Una truffa studiata a tavolino, e per portarla a termine gli ideatori avevano pensato che non c’era di meglio che usare i dati dell’auto di un sacerdote della Diocesi di Rieti, il quale, ignaro di tutto, si è visto imputare la responsabilità di un sinistro stradale che, in realtà, aveva coinvolto altri automobilisti che avrebbero così incassato dalla compagnia di assicurazione del religioso il risarcimento per i danni riportati da una delle vetture realmente incidentate. Galeotta è stata, però, la denuncia inoltrata da un carrozziere reatino nella quale venivano indicati luogo e cause dell’incidente, ma al posto della vettura che aveva provocato il sinistro era stata indicata la macchina del sacerdote sfruttando il fatto che era stata sottoposta nei mesi precedenti a un intervento di riparazione dal medesimo carrozziere e nessuno avrebbe nutrito sospetti. Il diavolo, però, fa le pentole ma non i coperchi, e così a far scoprire il singolare tentativo di frode assicurativa è stato l’agente della compagnia che aveva ricevuto la denuncia, il quale ha contattato per avere ulteriori informazioni il suo cliente, cioè il prete, caduto però dalle nuvole, ed è bastato poco per far venire a galla la verità.
La storia
Protagonisti della storia, che ha dato vita a due processi, sono due carrozzieri e un commerciante di Terminillo. Storia iniziata nel 2018, culminata con tre condanne in tribunale a Rieti, ma parzialmente riformata in Corte di Appello con la sola assoluzione dell’imprenditore risultato estraneo a ogni accusa, mentre per uno dei carrozzieri è arrivata la conferma della condanna a sei mesi per frode assicurativa, riportata in primo grado dopo il giudizio affrontato con rito abbreviato, mentre il presunto complice, che a Rieti era stato condannato dopo il rito ordinario, sarà processato a gennaio.
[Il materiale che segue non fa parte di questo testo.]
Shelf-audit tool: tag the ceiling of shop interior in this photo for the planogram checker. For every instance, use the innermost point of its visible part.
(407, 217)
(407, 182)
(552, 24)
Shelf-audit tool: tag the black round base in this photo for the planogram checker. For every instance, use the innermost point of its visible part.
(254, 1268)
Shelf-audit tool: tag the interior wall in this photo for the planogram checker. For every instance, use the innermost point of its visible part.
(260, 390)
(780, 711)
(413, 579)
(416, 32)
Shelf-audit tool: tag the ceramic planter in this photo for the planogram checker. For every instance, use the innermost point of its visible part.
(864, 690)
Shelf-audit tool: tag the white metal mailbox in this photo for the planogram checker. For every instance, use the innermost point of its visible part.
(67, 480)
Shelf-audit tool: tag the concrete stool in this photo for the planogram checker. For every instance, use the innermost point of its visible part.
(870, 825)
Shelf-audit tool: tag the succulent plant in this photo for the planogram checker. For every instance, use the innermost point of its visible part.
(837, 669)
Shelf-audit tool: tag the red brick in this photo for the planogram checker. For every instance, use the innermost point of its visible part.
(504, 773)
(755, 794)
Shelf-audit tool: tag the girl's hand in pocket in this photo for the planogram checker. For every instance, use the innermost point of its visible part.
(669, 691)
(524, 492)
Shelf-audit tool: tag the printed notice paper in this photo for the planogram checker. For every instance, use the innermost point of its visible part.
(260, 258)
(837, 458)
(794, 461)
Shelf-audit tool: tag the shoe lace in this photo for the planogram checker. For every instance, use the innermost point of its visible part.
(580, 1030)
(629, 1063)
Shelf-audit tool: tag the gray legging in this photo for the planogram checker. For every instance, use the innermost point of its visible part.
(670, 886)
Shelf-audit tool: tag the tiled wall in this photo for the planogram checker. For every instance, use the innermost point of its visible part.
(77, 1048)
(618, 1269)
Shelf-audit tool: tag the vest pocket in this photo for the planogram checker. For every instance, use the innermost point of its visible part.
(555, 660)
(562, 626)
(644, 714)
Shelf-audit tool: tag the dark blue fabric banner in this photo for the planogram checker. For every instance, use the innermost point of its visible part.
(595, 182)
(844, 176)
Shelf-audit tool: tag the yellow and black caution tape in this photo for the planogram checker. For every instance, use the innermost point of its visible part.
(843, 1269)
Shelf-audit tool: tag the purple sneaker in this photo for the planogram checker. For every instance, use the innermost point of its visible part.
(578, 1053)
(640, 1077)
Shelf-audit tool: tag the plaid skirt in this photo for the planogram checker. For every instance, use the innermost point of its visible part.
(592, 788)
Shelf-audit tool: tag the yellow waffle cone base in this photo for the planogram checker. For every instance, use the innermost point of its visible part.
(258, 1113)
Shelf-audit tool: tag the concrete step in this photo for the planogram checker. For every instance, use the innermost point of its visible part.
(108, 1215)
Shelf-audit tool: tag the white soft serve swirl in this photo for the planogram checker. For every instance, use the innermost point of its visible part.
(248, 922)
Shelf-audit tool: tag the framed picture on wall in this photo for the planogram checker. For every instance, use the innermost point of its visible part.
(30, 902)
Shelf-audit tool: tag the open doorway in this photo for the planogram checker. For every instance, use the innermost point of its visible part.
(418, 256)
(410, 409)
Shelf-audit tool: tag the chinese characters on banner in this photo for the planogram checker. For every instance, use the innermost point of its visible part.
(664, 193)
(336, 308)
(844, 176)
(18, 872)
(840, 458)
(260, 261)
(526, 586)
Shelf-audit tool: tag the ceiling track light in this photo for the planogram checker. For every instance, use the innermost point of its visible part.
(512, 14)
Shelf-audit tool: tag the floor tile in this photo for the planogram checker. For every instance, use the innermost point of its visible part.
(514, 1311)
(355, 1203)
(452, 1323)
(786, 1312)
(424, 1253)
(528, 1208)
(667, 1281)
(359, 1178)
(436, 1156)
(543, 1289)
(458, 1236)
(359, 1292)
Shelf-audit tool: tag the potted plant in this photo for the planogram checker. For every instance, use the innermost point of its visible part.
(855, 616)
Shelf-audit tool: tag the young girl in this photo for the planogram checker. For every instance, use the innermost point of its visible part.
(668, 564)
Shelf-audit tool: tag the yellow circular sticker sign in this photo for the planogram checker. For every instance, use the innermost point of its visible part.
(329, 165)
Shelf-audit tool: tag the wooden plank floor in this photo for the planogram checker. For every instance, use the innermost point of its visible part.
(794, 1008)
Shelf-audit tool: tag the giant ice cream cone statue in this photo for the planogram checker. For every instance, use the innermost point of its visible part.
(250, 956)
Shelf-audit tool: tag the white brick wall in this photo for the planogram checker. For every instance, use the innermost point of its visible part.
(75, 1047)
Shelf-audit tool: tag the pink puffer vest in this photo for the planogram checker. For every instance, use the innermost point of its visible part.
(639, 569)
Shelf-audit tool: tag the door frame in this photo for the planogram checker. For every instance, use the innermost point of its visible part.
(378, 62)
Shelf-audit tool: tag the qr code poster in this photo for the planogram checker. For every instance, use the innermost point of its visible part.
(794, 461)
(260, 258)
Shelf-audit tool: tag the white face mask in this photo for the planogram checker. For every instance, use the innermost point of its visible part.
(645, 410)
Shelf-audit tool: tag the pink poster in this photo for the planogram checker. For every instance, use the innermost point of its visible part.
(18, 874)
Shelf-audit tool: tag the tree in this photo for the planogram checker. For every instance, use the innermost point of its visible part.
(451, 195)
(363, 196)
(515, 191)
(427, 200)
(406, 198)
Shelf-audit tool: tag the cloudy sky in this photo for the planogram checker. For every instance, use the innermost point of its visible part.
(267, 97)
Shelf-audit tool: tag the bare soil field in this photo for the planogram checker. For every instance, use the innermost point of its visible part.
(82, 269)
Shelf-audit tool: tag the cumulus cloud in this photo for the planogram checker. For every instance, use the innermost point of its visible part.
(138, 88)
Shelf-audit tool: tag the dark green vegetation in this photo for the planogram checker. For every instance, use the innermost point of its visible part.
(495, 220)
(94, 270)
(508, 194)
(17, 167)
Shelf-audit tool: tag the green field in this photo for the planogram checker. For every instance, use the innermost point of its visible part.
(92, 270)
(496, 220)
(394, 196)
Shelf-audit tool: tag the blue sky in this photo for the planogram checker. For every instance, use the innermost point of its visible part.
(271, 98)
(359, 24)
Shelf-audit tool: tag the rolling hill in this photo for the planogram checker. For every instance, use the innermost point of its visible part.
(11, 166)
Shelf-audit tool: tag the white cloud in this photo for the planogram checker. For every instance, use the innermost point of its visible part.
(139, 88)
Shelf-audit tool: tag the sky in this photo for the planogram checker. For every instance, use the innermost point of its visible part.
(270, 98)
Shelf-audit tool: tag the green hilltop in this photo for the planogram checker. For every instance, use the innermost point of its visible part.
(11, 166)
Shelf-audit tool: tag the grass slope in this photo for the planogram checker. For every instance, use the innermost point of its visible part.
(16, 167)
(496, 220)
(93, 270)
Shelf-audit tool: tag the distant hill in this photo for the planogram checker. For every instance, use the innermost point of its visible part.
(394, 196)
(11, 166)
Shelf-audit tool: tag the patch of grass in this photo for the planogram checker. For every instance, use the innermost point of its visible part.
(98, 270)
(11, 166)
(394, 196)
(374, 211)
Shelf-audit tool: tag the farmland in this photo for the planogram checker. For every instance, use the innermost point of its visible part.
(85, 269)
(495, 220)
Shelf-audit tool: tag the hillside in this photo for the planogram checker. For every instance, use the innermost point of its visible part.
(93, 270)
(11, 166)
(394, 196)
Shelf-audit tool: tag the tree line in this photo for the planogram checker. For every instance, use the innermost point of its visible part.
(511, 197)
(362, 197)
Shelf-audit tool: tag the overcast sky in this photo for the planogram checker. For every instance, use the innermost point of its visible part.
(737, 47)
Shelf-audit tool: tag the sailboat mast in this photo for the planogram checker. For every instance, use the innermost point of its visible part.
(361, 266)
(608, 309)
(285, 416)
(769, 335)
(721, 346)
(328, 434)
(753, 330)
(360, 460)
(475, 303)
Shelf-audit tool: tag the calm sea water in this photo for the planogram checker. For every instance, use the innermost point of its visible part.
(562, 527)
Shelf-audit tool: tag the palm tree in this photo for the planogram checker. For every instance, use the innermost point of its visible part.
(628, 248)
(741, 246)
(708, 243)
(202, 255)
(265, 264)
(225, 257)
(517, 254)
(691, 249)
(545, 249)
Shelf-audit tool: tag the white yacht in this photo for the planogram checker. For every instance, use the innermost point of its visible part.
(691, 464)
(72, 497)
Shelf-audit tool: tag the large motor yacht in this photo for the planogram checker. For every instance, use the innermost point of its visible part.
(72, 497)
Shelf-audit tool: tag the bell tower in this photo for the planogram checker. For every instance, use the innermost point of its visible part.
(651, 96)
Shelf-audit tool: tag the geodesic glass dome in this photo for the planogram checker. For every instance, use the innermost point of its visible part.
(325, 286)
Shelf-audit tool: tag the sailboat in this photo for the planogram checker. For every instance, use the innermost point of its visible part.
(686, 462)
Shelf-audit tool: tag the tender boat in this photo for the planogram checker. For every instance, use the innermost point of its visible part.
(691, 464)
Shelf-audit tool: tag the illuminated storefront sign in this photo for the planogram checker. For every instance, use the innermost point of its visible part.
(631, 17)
Intanto, il commerciante, titolare al Terminillo di un negozio di abbigliamento, (assistito dall’avvocato reatino Francesco Inches) può finalmente considerarsi fuori da una vicenda che, suo malgrado, l’aveva coinvolto dopo che un’auto, uscendo dal parcheggio, era slittata sul ghiaccio finendo contro la sua macchina, regolarmente parcheggiata a Pian dè Valli. Un incidente fortuito, subito ricomposto da uno dei due carrozzieri che era alla guida della vettura responsabile del sinistro, con l’accordo di compilare il modello di constatazione amichevole da presentare poi alla compagnia di assicurazione. Ma il carrozziere, con la presunta responsabilità del secondo artigiano, aveva riportato nel documento gli estremi di un’Alfa Romeo, diversi da quelli della propria macchina responsabile del sinistro, di proprietà invece di un religioso, riparata nell’officina di uno dei due coimputati dopo un precedente incidente. Quando la pratica stava per essere liquidata, la compagnia si è resa conto di alcune discrepanze e ha avvertito il sacerdote-cliente, che ha confermato di non aver mai causato incidenti al Terminillo, e il tentativo di frode è stato scoperto e bloccato. I momenti peggiori, però, li ha vissuti il commerciante, danneggiato e processato.
La sentenza
In tribunale, nonostante due testimoni oculari dell’incidente e la perizia attestante i danni riportati dalla vettura parcheggiata (poco meno di mille euro), era stato ritenuto dal giudice ideatore con gli altri due della truffa congegnata su un falso incidente stradale e, per questo, condannato a otto mesi . Diverso lo scenario in appello: le testimonianze sono state rivalutate e la rivisitazione di altri elementi, chiesta dall’avvocato Inches, ha consentito ai giudici di stabilire che la sentenza di condanna si era fondata sull’errato presupposto che l’incidente, come sosteneva l’accusa, in realtà non era mai avvenuto. Questo ha consentito di separare le posizioni degli imputati: commerciante-vittima assolto “per non aver commesso il fatto”, condanna invece confermata per il carrozziere investitore, autore della tentata truffa.